ROME — Three U.S. Catholic cardinals urged the Trump administration on Monday to use a moral compass in pursuing its foreign policy, saying U.S. military action in Venezuela, threats of acquiring Greenland and cuts in foreign aid risk bringing vast suffering instead of promoting peace.
In a joint statement, Cardinals Blase Cupich of Chicago, Robert McElroy of Washington and Joseph Tobin of Newark, N.J., warned that without a moral vision, the current debate over Washington's foreign policy was mired in ''polarization, partisanship, and narrow economic and social interests.''
''Most of the United States and the world are adrift morally in terms of foreign policy,'' McElroy told The Associated Press. ''I still believe the United States has a tremendous impact upon the world."

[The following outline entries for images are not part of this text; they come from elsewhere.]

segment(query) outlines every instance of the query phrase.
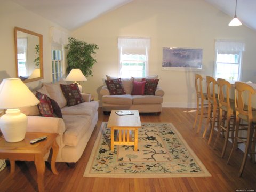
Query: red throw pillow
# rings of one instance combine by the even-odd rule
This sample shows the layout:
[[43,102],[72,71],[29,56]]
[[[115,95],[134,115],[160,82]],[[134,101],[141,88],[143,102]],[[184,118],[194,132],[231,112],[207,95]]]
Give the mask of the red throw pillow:
[[132,91],[132,95],[143,95],[146,81],[133,81],[133,87]]
[[36,92],[36,97],[40,101],[38,105],[40,114],[44,117],[57,117],[56,114],[53,112],[50,98],[38,91]]
[[159,79],[147,79],[142,78],[142,81],[146,81],[144,94],[155,95]]
[[60,84],[68,106],[81,103],[84,101],[82,97],[78,85],[76,83],[70,85]]
[[110,95],[126,94],[122,83],[121,78],[105,80],[106,85],[108,87]]

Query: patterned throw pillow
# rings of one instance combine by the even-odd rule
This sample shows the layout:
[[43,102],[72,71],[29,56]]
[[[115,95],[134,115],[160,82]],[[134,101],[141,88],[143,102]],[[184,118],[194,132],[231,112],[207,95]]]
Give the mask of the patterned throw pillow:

The statement was unusual and marked the second time in as many months that members of the U.S. Catholic hierarchy have asserted their voice against a Trump administration many believe isn't upholding the basic tenets of human dignity. In November, the entire U.S. conference of Catholic bishops condemned the administration's mass deportation of migrants and ''vilification'' of them in the public discourse.
The three cardinals, who are prominent figures in the more progressive wing of the U.S. church, took as a starting point a major foreign policy address that Pope Leo XIV delivered Jan. 9 to ambassadors accredited to the Holy See.
The speech, delivered almost entirely in English, amounted to Leo's most substantial critique of U.S. foreign policy. History's first U.S.-born pope denounced how nations were using force to assert their dominion worldwide, ''completely undermining'' peace and the post-World War II international legal order.
Leo didn't name individual countries, but his speech came against the backdrop of the then-recent U.S. military operation in Venezuela to remove Nicolás Maduro from power, U.S. threats to take Greenland as well as Russia's ongoing war in Ukraine.
The U.S. Conference of Catholic Bishops was consulted on the statement, and its president, Archbishop Paul Coakley, ''supports the emphasis placed by the cardinals on Pope Leo's teaching in these times,'' said spokesperson Chieko Noguchi.